The study began by taking the medical history of 11 children, all of whom had a disorder due to mycobacteria infections, as the basis. All were discovered to have the same phenotype with the same mutation, which was located in the interferon-gamma (IFNGR) receptor, so the group began to explore what was causing this dysfunction.
The cell membrane can be likened to an ocean, a sea consisting mainly of lipids and proteins, in which there are islands made up of specific lipids such as cholesterol and sphingolipids. The membrane proteins are located on the islands and can only perform their function in these nanodomains.
The IFNGR receptor is one of these membrane proteins and undertakes to activate genes involved in a huge variety of cell processes, including defence against pathogens and cancer. The team discovered that a simple mutation in the chain of 337 aminoacids that form it allows a sugar to be added. This sugar is recognised by a protein in the family of extracellular proteins known as galectins. When that protein is added to the receptor, the receptor gets taken out of its nanodomain and becomes caught up in the actin filaments that form the cell's cytoskeleton. Once outside its nanodomain, the receptor becomes blocked and can no longer transmit the signal.

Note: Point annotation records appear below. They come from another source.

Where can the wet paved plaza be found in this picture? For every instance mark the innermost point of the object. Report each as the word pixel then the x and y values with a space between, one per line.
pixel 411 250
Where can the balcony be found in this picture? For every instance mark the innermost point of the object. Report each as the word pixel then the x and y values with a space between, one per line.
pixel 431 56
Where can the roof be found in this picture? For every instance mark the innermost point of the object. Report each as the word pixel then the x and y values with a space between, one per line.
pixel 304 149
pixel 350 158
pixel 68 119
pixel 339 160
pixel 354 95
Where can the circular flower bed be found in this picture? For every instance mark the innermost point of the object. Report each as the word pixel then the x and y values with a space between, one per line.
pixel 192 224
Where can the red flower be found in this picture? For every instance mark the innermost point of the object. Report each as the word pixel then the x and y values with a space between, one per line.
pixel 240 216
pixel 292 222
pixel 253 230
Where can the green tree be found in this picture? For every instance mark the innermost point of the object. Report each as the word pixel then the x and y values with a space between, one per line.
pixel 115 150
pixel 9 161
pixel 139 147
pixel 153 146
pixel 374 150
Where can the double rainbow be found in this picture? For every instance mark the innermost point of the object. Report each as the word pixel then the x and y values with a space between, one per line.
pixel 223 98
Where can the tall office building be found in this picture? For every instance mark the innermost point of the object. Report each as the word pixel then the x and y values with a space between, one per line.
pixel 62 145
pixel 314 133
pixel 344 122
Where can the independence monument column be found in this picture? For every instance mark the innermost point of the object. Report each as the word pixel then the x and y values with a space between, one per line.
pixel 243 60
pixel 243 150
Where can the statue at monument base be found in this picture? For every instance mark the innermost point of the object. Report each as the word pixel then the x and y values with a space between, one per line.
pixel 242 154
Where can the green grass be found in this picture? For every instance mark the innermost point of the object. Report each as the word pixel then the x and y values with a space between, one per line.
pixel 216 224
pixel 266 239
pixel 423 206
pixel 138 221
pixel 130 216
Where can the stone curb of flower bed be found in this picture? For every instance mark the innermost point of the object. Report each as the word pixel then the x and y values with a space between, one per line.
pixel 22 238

"The research provides direct evidence on the fundamental role that certain lipid nanodomains play in the activation and regulation of cell signalling mediated by the IFNGR receptor. What is more, the results of this work stress the need to study the interaction between galectins and highly glycosylated membrane receptors and the link with various congenital diseases," pointed out Xabier Contreras. The study is also offering possible therapeutic targets for treating patients who are carriers of the IFNGR receptor mutation.